Secondo i Supremi giudici, si ha “uso promiscuo” non solo quando i medesimi locali sono utilizzati tanto ai fini abitativi quanto ai fini aziendali o professionali, ma anche quando i locali adibiti ad abitazione e quelli adibiti a opificio o a studio professionale sono distinti, ma adiacenti e tra gli uni e gli altri vi sono porte di comunicazione.
In entrambi i casi, l’accesso degli ispettori dell’Amministrazione finanziaria deve essere autorizzato dal Procuratore della Repubblica ai sensi dell’art. 52, 1° co. del D.P.R. n. 633/1972 (ovvero senza che sia richiesta anche la presenza di gravi indizi di violazioni di norme tributarie, come invece viene stabilito dal 2° co. della medesima disposizione). In assenza di questa autorizzazione, gli atti compiuti sono illegittimi e l’avviso di accertamento è nullo.
Il caso. La Guardia di Finanza aveva constatato un’indebita detrazione IVA conseguente alla registrazione di fatture per operazioni inesistenti; il contribuente ebbe ragione in primo grado sulla preliminare e assorbente considerazione che l’accesso nei locali dell’impresa non era stato autorizzato dal Procuratore; per cui sia l’accesso che gli atti consequenziali, per il principio dell’invalidità derivata, erano da ritenere nulli (ivi compreso l’atto di accertamento che veniva pertanto annullato).
La Commissione Provinciale ritenne provato, in considerazione dei certificati anagrafici prodotti, della planimetria dell’immobile e di uno stralcio di prova testimoniale resa in separato procedimento penale da uno degli agenti accertatori, che l’opificio in questione fosse realmente adibito a uno promiscuo. La tesi venne confermata dal giudice dell’appello.
Il ricorso. Contro la sentenza della Commissione tributaria regionale, l’Agenzia delle Entrate propone ricorso per cassazione, denunciando violazione e falsa applicazione dell’art. 52 del D.P.R. 26 ottobre 1972, n. 633. In particolare, nel ricorso, l’ufficio tributario contesta il fatto che la sentenza impugnata non consente di intendere con esattezza cosa la Commissione abbia inteso per “uso promiscuo”; se abbia inteso cioè riferirsi: all’uso tanto industriale quanto abitativo degli stessi locali, ovvero alla semplice contiguità e possibilità di accesso tra locali industriali e locali adibiti ad abitazione.
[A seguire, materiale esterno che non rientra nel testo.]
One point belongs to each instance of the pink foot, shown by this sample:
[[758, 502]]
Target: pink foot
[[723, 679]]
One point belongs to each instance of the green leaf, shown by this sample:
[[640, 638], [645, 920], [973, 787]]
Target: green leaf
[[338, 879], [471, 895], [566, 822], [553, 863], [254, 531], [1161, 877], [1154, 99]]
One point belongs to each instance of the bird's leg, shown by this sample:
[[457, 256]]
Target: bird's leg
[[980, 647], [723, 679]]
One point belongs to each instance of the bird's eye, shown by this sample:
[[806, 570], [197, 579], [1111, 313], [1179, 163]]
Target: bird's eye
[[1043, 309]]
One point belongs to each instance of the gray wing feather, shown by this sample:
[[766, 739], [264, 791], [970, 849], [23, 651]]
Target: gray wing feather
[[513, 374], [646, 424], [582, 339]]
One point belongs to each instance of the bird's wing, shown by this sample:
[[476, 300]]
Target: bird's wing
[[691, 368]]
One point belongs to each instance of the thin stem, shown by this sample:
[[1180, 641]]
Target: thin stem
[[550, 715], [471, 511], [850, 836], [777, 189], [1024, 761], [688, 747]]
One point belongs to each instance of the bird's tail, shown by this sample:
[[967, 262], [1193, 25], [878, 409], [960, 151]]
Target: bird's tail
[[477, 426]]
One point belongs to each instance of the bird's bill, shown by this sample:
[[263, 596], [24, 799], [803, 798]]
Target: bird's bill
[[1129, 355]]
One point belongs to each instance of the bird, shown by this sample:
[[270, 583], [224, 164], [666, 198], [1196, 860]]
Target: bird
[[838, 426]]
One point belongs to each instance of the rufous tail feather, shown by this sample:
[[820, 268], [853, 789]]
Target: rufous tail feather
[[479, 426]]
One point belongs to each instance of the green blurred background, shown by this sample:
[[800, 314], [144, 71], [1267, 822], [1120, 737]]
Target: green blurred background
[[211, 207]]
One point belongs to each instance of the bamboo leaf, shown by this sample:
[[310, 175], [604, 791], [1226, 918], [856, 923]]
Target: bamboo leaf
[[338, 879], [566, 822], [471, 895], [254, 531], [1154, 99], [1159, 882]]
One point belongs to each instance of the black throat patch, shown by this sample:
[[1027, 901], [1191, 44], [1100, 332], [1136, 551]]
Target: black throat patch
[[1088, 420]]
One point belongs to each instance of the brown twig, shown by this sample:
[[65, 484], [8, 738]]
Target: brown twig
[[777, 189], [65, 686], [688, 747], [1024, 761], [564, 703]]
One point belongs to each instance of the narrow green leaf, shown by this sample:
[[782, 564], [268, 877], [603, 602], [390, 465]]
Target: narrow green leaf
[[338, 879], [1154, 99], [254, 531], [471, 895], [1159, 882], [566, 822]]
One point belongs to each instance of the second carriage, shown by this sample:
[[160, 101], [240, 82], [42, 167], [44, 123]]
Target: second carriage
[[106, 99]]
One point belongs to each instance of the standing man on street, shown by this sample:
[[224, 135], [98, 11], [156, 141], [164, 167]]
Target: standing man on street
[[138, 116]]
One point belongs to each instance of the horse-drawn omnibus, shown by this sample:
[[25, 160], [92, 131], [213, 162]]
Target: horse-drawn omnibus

E con riferimento a entrambe le possibilità l’ufficio contesta l’esito del processo per difetto di motivazione.
La tesi della Cassazione. La Suprema Corte decide per l’infondatezza del ricorso: osserva che nel caso esaminato i locali adibiti ad abitazione e quelli commerciali erano distinti ma adiacenti e che tra i due vi erano porte di comunicazione. Per la Cassazione questo è sufficiente per ritenere che vi sia uso promiscuo.
Precisa, in merito, che si ha destinazione a uso promiscuo non solo nell’ipotesi in cui i medesimi ambienti siano contestualmente utilizzati per la vita familiare e per l’attività economica, ma ogni qual volta l’agevole possibilità di comunicazione interna consenta il trasferimento di documenti propri dell’attività nei locali abitativi (viene citata come conforme la sentenza della medesima Corte n. 16570 del 28/07/2011).
In tali casi, afferma la Suprema Corte, “l’autorizzazione all’accesso da parte dell’A.G., in quanto diretta a tutelare l’inviolabilità del domicilio privato, e quindi, indirettamente, lo spazio di libertà del contribuente, rileva alla stregua di condicio sine qua non per la legittimità dell’atto e delle relative conseguenti acquisizioni (per riferimenti, Cass. n. 6903/2011). Giacché il principio di inutilizzabilità della prova illegittimamente acquisita si applica anche in materia tributaria, in considerazione della garanzia difensiva accordata, in generale, dall’art. 24 Cost. (v. Cass. n. 8131/2007; n. 19689/2004)”.